Катя, полуобнажённая, лежала на оттоманке в объятиях Государя. Его костюм тоже был в полном беспорядке. Он ещё не отдышался после близости.
— О, Господи, как всё быстро... Год я ждал этого мига, год, в самых тайных мечтах представлял это, а сейчас, когда чудо свершилось, я не могу даже его вспомнить, я был словно в беспамятстве... Ты слышишь меня?.. Катенька, ангел мой...
Катя открыла глаза, посмотрела вокруг, словно не понимая ещё, где она находится. Постепенно её взгляд обрёл осмысленность. Она посмотрела на Государя, на себя — растерзанную и, ужаснувшись, попыталась натянуть на себя своё платье, чтобы хоть как-то прикрыть наготу.
— Не надо, погоди, — Александр потянул платье к себе. — Я хочу видеть тебя. Хоть сейчас, когда ко мне вернулись зрение и слух, я хочу запомнить тебя такой — моей, моей... Господи, ты моя. Правда ли это, не сон ли? Скажи, что это не сон, что ты моя... — Катя уткнулась в ладони, пряча лицо. — Погоди, не уходи от меня, я хочу сказать тебе очень важную вещь.
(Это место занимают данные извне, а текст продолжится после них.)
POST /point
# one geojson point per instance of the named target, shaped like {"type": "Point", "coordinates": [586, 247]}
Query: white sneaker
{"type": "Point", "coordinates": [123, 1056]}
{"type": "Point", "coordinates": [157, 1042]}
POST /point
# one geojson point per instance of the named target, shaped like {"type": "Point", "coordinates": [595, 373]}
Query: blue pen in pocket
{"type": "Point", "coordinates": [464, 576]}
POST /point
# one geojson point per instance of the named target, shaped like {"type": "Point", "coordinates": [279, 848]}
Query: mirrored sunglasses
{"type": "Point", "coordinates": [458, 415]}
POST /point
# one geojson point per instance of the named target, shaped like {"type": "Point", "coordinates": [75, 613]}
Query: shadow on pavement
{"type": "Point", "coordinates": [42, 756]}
Ты, верно, ругаешь теперь себя и меня, ты в растерянности перед тем, что случилось, и перед тем, что будет потом, я вижу это по твоему лицу, ты напугана и смятенна, но послушай, что я скажу, любовь моя. — Он повторил медленно, почти по слогам: — Любовь моя... Я сейчас не свободен, но при первой возможности я женюсь на тебе, ибо отныне и вовеки я считаю тебя своей женой перед Богом... Я не знаю, когда это случится, на то Божья воля, но это будет, будет, я знаю, ты верь мне, верь... Веришь? — Она неуверенно кивнула. — Всё будет, как я сказал. Мы навеки вместе и никогда больше не расстанемся.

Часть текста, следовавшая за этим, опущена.